I own around 40,000 text files for preprocessing (in purpose of document classification). I used R (with tm package) for prototype and now looking for a equivalent Java library for products.

However, for very fundamental tasks, i.e. text preprocessing, I found a very strange problem. That, with Weka, I apply punctuation and stop-words removal, and the same operations with R. Basically, the generated vocabulary (terms) size should be relatively the same. However, weka returns a vocabulary (attributes in arff file) with only 35,000 terms, while in R, there are more than 1 million distinct terms.

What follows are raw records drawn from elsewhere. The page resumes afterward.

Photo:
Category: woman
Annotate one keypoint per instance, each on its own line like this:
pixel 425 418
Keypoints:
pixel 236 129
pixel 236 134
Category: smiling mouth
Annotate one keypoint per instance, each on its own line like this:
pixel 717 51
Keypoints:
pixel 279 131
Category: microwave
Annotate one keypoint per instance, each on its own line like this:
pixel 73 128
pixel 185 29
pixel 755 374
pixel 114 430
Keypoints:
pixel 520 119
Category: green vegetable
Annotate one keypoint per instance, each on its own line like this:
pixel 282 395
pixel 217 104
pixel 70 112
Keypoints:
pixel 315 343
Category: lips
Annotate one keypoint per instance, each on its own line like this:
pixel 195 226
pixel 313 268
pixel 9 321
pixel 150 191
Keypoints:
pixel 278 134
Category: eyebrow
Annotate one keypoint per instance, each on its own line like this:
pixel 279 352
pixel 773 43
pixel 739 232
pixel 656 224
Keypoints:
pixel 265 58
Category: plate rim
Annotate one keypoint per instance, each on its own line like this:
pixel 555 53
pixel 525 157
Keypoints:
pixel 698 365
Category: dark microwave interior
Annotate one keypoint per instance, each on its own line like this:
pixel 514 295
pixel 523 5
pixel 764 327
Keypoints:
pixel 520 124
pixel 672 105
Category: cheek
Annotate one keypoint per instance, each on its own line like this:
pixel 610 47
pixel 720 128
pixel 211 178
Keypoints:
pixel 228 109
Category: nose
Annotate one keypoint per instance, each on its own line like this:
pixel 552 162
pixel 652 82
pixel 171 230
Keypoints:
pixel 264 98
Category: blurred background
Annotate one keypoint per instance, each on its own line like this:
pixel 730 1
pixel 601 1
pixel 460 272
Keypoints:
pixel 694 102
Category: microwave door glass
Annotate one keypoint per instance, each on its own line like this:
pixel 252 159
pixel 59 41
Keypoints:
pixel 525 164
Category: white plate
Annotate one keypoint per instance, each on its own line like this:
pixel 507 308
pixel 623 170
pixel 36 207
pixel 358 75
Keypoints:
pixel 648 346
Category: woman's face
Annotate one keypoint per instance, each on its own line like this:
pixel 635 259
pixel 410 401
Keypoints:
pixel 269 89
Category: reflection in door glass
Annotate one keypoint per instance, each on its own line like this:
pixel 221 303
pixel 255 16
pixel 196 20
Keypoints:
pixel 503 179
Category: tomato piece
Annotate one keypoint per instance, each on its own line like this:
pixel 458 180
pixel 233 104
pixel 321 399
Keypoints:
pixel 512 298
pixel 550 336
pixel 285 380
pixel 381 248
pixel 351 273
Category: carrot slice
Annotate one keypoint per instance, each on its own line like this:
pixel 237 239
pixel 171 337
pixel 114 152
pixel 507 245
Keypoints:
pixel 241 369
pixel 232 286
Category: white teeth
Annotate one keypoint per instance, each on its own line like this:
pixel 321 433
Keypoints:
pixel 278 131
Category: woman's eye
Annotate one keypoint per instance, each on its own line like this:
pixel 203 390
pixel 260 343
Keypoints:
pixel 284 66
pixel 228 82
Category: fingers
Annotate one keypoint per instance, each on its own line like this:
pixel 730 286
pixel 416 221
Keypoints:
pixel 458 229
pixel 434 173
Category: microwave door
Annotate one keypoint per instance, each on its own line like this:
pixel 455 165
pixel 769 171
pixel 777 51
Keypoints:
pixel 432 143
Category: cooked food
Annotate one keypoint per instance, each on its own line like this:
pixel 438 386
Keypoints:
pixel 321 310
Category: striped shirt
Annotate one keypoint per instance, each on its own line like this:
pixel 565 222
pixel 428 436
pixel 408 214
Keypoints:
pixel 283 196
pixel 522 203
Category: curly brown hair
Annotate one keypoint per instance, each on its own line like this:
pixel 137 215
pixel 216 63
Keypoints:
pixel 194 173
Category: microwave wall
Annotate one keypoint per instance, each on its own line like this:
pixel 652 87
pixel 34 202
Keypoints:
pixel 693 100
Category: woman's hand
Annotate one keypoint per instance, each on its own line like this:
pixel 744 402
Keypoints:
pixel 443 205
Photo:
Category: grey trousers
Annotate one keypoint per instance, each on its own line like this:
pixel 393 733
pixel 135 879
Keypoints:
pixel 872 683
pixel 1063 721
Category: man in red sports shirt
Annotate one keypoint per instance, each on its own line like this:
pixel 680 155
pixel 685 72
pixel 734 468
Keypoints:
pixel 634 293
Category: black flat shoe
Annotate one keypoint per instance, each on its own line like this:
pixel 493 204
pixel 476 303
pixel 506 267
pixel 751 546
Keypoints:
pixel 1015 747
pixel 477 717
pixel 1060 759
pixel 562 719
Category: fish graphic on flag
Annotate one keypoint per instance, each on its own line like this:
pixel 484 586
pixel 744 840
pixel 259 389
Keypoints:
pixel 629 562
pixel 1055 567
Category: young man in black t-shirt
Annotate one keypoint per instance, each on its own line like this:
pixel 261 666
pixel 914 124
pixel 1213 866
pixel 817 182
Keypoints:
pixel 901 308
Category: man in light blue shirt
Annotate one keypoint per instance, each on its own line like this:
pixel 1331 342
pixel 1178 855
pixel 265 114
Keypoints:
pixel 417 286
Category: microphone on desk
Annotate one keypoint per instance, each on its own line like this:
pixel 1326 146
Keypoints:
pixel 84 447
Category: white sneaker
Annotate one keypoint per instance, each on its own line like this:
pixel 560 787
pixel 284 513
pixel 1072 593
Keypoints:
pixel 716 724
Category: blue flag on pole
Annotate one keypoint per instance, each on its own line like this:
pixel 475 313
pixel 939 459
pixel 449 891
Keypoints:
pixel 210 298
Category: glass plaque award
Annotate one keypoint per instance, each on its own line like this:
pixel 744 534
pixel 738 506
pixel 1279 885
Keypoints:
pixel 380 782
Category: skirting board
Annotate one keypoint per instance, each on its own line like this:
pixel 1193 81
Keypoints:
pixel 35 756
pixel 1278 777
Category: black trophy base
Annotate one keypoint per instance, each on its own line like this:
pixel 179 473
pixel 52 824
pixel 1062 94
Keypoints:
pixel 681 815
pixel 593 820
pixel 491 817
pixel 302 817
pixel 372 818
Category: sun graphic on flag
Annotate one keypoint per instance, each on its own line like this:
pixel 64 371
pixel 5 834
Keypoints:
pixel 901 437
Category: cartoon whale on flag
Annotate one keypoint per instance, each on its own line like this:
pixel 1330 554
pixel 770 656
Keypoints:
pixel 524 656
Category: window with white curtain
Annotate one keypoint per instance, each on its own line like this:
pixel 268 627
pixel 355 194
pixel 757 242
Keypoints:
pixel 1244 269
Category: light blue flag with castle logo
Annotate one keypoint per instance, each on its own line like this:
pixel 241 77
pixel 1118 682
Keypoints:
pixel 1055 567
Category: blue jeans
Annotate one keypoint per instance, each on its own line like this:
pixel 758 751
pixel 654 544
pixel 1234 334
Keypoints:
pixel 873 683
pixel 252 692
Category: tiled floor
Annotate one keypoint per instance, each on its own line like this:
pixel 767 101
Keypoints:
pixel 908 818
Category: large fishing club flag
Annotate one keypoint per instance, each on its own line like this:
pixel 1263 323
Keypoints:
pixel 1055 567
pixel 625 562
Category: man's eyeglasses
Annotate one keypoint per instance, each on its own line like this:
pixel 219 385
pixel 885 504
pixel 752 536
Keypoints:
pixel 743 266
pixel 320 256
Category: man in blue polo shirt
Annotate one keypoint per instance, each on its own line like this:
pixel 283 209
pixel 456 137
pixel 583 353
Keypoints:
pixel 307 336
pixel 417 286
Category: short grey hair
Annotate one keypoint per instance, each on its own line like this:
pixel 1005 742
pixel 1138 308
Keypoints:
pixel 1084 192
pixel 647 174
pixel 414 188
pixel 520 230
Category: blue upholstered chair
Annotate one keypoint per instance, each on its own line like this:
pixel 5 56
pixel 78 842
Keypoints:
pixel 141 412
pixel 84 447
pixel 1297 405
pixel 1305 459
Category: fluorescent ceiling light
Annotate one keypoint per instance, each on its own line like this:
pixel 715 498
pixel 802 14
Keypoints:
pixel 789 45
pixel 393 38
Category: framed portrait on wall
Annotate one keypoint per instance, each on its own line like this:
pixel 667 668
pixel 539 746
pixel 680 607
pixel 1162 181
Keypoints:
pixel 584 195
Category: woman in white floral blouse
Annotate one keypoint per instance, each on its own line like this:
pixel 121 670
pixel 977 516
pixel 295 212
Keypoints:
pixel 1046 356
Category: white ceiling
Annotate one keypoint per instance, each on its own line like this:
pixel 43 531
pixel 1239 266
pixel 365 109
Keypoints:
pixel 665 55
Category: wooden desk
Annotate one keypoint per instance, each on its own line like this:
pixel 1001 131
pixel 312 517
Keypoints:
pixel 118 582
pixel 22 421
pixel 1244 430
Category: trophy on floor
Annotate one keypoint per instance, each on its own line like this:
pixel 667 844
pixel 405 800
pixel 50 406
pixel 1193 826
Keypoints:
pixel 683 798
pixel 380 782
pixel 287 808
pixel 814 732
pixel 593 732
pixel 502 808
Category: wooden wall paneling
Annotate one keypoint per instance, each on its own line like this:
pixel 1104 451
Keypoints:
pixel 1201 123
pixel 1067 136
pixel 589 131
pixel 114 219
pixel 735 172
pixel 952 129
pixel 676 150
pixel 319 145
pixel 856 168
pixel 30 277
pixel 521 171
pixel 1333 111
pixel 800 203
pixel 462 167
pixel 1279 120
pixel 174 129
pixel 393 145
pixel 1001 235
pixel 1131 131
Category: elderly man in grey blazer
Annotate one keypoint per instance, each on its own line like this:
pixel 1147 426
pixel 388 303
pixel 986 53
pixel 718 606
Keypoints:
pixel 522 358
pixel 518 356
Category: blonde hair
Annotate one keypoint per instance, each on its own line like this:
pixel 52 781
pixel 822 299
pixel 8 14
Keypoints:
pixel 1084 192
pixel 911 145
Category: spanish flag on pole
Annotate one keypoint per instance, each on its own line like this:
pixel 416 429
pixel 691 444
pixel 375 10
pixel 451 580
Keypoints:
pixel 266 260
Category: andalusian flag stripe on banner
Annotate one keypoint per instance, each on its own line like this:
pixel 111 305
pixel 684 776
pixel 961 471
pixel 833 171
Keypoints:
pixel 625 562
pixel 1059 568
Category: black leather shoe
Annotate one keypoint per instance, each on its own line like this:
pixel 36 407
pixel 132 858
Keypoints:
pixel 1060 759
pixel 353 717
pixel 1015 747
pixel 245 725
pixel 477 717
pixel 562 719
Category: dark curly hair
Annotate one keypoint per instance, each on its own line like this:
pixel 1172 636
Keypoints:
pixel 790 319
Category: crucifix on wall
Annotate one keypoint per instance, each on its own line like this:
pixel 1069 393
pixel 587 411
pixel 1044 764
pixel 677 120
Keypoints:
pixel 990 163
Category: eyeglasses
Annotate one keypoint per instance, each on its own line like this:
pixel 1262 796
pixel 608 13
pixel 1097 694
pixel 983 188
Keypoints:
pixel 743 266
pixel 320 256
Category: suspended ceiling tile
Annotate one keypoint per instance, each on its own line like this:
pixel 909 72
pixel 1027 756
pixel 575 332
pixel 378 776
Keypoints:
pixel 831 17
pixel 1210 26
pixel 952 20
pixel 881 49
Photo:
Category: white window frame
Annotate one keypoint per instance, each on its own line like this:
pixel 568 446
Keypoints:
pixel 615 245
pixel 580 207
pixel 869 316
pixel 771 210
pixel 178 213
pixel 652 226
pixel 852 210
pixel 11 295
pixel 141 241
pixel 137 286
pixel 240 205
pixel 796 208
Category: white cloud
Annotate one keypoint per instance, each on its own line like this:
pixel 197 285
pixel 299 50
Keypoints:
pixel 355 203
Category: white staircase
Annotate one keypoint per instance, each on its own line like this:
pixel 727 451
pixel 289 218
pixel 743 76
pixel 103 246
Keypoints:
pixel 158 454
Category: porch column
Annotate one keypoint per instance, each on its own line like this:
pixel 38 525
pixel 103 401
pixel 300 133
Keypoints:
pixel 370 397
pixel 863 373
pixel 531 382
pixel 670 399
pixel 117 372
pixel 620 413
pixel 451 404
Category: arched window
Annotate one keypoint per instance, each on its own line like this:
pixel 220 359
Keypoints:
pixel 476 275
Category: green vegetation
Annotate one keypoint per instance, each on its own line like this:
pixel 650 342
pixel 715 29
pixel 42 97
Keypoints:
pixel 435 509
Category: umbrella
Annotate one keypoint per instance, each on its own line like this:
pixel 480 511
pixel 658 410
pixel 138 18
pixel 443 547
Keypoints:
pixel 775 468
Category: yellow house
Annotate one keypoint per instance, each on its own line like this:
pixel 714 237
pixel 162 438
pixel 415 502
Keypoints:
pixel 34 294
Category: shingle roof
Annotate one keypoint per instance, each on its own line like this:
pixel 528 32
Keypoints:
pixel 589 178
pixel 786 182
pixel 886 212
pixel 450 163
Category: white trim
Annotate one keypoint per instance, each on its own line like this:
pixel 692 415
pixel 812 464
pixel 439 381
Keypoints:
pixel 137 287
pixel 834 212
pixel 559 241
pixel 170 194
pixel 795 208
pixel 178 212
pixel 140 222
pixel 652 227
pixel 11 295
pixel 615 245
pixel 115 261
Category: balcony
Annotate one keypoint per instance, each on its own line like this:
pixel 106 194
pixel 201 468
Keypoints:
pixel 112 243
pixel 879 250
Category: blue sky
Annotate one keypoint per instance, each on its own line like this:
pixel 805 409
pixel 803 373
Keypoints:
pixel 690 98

Can anyone help me understand this problem, or introduces me some more reliable Java libraries for text preprocessing?

Best Answer

Did you apply the StringToWordVector in Weka? If so, then you did more than just punctuation and stop-words removal. StringToWordVector outputs only the doc-term matrix of the input text files, so once the above mentioned preprocessing is done Weka will create 1 term for each unique word. 35k terms sounds logical for 40k texts.

The preprocessing in R seems to have been only the punctuation and stop-words removal. So 40k documents results in 1M words, but not unique words. Are your text files approximately 25 words on average? If this is not the case, then there is something else going on indeed.